5 Times Liz Cheney Voted with Democrats in 2021-2022 Term

Rep. Liz Cheney of Wyoming has emerged as a leader of a faction of the Republican Party op
AFP

Five times Rep. Liz Cheney (R-WY) has broken ranks with Republicans and aided Democrats by voting with Rep. Nancy Pelosi’s (D-CA) anti-America First agenda in term 2021-2022.

Cheney, who is up for reelection in the Republican primary on August 16 against Trump-endorsed Harriet Hageman, has allied herself with Democrats fighting former President Donald Trump. To maximize her opposition to Trump, she joined Pelosi’s partisan January 6 Committee, which has used its January 6 investigation to oppose the former president.

Polls show Cheney is losing to Hageman by 57 points among likely Republican voters and is predicted to lose.“The big story is Liz Cheney is going to get beat,” Brad Coker, managing director of the polling firm Mason-Dixon Polling & Strategy, stated about his polling data. “That’s a foregone conclusion.”

Hageman told Breitbart News that Cheney’s alliance with the establishment uniparty has politically damaged her. “Liz Cheney has lost Wyoming. Liz Cheney doesn’t live in Wyoming. She doesn’t represent us,” Hageman said. “She doesn’t represent our values.”

The five times Cheney abandoned Republicans are:

1: Gun Control

Cheney voted for the Bipartisan Safer Communities Act (S. 2938), which “is a package of different gun control proposals stitched together with school safety and mental health provisions,” the Heritage Foundation stated. Cheney voted on the 80 page bill just 72 hours after the legislative text was revealed. “Expecting members to understand the impacts of an 80-page bill in just 72 hours is irresponsible, not to mention the fact that it prevents the American people from weighing in on the package and having their voices heard.”

2: China Chips Bill

Cheney voted for The CHIPS Act (H.R. 4346), which said to make America less competitive with China than more competitive with $250 billion dollars of blended “corporate welfare with industrial policy,” the Heritage Foundation stated. “The bill includes $52 billion in financial incentives to the highly profitable semiconductor industry, $80 billion in increased funding to universities through the National Science Foundation (NSF), $10 billion for centrally planned regional technology hubs,’ and nearly $50 billion in funding for research at the Department of Energy.”

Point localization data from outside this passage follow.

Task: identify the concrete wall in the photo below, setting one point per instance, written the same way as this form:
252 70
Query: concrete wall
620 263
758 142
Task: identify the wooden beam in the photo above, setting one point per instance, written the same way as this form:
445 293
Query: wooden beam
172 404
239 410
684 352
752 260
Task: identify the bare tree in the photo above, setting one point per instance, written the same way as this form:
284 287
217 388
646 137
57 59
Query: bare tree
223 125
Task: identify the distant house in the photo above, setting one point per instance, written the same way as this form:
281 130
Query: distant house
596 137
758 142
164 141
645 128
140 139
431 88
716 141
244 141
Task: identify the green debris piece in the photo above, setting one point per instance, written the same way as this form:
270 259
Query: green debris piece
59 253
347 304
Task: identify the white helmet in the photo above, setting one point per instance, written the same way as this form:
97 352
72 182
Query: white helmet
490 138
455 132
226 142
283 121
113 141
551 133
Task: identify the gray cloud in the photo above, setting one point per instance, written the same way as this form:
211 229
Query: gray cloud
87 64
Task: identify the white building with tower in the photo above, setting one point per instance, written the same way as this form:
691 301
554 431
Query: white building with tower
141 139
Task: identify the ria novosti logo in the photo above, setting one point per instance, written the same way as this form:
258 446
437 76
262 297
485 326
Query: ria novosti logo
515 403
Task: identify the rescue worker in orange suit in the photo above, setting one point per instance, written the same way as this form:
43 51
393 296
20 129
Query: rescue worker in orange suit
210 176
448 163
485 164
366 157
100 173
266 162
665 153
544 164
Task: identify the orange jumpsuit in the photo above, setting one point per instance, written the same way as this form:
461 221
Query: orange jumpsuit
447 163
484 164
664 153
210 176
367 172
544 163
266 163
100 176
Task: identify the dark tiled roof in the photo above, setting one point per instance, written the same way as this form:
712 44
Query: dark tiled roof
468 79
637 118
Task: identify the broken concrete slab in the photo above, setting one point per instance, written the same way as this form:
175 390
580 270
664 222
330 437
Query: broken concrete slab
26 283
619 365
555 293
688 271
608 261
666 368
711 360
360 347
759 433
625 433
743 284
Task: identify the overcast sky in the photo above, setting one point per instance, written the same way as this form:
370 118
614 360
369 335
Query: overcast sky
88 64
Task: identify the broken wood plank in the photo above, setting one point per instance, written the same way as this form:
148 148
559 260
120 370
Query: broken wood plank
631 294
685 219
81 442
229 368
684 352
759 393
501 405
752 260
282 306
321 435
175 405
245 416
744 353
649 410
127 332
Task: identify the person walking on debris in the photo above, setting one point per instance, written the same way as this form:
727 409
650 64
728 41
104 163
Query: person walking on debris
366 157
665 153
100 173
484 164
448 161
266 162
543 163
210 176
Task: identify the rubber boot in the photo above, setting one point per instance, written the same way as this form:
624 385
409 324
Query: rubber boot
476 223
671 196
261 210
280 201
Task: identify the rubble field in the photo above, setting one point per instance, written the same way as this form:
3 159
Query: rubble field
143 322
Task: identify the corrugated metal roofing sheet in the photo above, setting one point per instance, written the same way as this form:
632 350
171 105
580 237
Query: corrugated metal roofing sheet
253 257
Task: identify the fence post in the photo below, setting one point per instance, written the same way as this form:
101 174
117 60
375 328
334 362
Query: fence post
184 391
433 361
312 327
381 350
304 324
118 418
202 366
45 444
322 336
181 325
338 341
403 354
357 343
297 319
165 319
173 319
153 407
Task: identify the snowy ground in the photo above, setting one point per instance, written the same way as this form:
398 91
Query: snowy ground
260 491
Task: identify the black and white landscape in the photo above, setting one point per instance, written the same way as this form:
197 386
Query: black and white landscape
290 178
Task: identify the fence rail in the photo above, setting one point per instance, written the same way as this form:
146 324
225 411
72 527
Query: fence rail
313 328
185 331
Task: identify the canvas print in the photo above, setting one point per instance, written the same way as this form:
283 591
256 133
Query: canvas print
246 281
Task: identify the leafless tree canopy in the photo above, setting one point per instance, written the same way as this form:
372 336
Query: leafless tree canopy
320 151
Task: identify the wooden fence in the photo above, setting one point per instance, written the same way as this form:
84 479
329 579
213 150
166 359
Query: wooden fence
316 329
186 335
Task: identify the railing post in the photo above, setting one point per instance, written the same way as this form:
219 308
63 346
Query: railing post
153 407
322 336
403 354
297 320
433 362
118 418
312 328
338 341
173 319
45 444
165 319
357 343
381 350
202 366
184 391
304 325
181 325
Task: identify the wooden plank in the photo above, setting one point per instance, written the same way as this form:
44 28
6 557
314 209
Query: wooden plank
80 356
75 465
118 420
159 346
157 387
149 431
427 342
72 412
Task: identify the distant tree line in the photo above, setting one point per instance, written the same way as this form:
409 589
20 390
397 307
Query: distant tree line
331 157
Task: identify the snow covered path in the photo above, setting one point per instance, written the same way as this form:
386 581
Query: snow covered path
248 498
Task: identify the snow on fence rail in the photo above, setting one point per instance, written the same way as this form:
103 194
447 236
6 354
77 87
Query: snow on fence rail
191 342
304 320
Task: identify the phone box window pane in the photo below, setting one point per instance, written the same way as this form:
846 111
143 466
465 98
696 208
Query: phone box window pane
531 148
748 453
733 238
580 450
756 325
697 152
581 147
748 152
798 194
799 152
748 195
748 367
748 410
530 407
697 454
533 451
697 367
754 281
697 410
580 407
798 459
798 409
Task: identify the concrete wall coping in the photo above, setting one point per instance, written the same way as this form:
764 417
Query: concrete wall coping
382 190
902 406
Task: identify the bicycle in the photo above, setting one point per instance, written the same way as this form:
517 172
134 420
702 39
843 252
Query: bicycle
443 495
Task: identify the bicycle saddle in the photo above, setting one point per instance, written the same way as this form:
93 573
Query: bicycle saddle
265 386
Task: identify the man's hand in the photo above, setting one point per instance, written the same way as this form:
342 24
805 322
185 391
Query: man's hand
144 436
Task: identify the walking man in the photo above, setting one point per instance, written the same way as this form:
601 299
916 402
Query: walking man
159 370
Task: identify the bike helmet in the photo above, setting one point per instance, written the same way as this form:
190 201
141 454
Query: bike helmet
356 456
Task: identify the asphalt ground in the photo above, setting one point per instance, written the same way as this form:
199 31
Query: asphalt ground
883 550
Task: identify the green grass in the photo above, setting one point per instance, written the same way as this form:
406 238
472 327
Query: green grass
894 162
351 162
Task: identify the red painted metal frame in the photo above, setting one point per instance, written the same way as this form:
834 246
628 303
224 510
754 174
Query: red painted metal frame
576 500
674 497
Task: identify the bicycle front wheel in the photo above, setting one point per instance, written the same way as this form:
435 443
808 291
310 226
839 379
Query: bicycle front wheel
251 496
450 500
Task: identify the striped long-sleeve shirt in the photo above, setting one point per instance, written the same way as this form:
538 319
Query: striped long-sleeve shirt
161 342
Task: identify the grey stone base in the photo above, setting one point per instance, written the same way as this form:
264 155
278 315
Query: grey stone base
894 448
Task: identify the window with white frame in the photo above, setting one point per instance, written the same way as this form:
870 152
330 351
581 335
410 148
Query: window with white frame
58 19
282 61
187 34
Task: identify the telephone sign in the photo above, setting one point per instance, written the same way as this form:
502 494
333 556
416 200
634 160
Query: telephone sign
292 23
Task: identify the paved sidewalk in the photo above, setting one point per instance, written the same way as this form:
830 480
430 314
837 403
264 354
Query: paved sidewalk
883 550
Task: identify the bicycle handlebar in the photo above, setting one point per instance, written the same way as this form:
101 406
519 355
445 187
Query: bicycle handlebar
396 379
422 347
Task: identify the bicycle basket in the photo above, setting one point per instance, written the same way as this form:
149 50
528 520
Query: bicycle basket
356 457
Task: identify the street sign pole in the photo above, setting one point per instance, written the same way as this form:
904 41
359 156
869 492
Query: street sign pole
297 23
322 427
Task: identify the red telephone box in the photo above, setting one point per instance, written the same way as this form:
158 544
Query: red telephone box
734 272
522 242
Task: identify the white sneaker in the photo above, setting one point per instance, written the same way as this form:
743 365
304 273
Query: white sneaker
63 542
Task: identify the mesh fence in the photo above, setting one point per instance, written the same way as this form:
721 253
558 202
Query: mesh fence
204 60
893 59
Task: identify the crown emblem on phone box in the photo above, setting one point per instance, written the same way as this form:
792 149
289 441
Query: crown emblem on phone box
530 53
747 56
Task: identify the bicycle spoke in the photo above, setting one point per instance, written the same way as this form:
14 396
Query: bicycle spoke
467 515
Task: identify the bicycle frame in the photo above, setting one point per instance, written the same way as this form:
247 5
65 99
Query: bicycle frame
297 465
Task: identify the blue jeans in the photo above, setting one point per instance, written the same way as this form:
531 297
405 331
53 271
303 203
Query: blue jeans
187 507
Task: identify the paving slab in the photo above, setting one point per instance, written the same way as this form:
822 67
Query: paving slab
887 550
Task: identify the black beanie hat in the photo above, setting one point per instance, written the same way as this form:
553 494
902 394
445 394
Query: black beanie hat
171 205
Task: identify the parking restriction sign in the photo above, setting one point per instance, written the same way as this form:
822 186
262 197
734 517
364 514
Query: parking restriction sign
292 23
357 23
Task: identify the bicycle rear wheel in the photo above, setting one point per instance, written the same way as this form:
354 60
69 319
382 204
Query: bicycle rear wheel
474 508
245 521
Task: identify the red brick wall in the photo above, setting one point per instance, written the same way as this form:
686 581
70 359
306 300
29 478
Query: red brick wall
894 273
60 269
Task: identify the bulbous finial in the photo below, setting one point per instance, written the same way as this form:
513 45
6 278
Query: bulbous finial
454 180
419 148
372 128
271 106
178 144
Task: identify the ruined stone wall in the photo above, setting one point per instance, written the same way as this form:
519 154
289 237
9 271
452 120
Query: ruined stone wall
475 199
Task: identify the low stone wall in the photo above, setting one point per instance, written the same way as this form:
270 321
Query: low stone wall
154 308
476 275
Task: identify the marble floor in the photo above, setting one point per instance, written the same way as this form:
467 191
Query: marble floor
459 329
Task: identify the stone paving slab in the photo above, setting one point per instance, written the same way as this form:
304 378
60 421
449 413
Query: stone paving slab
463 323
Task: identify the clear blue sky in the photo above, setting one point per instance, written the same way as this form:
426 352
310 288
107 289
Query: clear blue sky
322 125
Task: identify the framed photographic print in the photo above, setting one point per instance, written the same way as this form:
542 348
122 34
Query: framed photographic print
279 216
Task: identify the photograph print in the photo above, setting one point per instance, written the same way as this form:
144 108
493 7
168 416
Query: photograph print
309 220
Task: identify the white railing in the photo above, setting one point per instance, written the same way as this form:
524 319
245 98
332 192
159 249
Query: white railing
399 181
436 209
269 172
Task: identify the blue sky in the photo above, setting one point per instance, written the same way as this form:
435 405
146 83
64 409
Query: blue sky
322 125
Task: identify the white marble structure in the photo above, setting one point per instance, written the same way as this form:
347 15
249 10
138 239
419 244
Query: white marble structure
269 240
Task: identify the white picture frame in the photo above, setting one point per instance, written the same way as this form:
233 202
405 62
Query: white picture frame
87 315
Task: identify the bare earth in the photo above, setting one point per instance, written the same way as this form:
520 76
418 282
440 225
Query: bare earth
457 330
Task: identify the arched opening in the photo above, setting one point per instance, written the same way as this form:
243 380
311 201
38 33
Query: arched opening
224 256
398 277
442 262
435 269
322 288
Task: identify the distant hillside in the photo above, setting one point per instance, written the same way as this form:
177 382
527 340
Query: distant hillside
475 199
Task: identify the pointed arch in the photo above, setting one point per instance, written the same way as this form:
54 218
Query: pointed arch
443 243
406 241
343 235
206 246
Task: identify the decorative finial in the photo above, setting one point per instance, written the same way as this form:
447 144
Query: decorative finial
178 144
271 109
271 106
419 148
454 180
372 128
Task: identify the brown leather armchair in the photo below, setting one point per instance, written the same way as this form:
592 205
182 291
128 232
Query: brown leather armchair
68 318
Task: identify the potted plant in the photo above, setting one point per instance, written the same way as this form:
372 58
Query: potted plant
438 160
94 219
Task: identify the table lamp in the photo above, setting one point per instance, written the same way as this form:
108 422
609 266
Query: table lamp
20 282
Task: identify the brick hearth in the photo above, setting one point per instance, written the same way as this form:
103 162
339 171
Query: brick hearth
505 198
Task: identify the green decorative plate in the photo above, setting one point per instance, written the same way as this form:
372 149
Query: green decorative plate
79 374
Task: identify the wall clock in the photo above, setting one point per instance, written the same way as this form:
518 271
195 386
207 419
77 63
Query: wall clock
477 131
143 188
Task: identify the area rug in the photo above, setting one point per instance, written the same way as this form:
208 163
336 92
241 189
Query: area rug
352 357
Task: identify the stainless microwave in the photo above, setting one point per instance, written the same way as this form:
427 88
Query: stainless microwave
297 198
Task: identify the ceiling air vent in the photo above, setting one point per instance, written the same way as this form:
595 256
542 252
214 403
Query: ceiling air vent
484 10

3: $1.5 Trillion Omnibus Spending

Cheney voted for the $1.5 Trillion Omnibus & Supplemental Package that spends $1.5 trillion on radical President Joe Biden’s policy initiatives “with an attached $13.6 billion for aid to Ukraine,” the Heritage Foundation calculated. “It fails to reverse the COVID-19 emergency or the Biden administration’s vaccine mandates, as conservative leaders have called for, and doubles down on the Green New Deal style government subsidies for green energy and climate policies.”

4: Creation of January 6 Committee

Cheney voted to create Pelosi’s partisan January 6 Committee. She was one of two Republicans to side with Pelosi, who appointed her vice chairwoman of the committee.

“Since January 6th, the courage of my party’s leaders has faded. But the threat to our Republic has not. On an almost daily basis, Donald Trump repeats the same statements that provoked violence before. His attacks on our Constitution are accelerating. Our responsibility is to confront these threats, not appease and deflect,” she said upon accepting the position.

5: Impeachment of Donald Trump

Cheney voted to impeach Donald Trump with nine other Republican members in 2021. If Cheney loses her primary bid against Trump-endorsed Harriet Hageman on Tuesday, only two pro-impeachment Republicans would remain in Congress after taking the vote. Cheney’s defeat would solidify the 2021 impeachment vote as one of the most career-wrecking votes in congressional history.

Four opted to retire and not compete in a GOP primary, and with Rep. Peter Meijer (R-MI) and Rep. Tom Rice’s (R-SC) primary ousters, only two impeachment Republicans could remain. The impeachment Republicans who did not bother to run in 2022 are Reps. Adam Kinzinger (R-IL), Anthony Gonzalez (R-OH), Fred Upton (R-MI), and John Katko (R-NY). The impeachment Republicans who are projected to keep their seats in November are Reps. David Valadao (R-CA) and Dan Newhouse (R-WA).